He raced out of the main abbey doors and across the grounds. There were no more stone columns to launch himself off of, but he pounded his feet into the hard earth and was lifted into the air by a force that far exceeded the amount he had thrust down. He sailed through the night, rose up higher and higher, then he peaked, and as he came down he expanded his Shraying Staff as a net of fine tendrils to slow his descent into something that wouldn’t shatter his legs!
He repeated this process, bounding in great leaps over the tall, silver-green grass, until he came to the entrance of the stone hedge maze. In the dark shadows he could just make out a scuffle taking place at the central archway.
Instead of leaping upwards, this time he propelled himself forward, streaking ahead like a loosed arrow. The dark figures raced up to him and he formed his Shraying Staff into a single-edged sword. He drew it back and swung it forward, trusting his reflexes to guide him, still not sure of his target. One of the bodies turned towards him and started to raise its arm in defense. For a brief moment Tharol saw its outline quaver, like the elders when they were shifting into and out of one another. Without hesitation he angled his already-swinging sword and let it cleave through that body.

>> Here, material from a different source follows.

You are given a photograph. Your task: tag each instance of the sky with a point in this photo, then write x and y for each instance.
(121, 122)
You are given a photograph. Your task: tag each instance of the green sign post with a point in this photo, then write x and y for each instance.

The elder fell to the ground, dead.
Tharol’s feet hit the earth and he skidded to a halt in the midst of everyone else. Now he could make everyone out in the soft moonlight. His allies were huddled back-to-back, trying to hold off the remaining elders around them. They were Marvi, Bovik, Meelta, and Yaihs, the only other survivors of the night.
“Hold firm!” Tharol instructed. “I’ll try to throw back their first attack, and then the rest of you–“
“They’re doing it again!” Yaihs shrieked, and he pointed to one of the elders, who also started to quaver around her outline. She lost her features for a moment, and became an obscure mass. Then two figures separated and stepped apart from that mass: the same woman as before and Strawl. No one else emerged, though. Apparently Zhaol had taken Oni down with himself.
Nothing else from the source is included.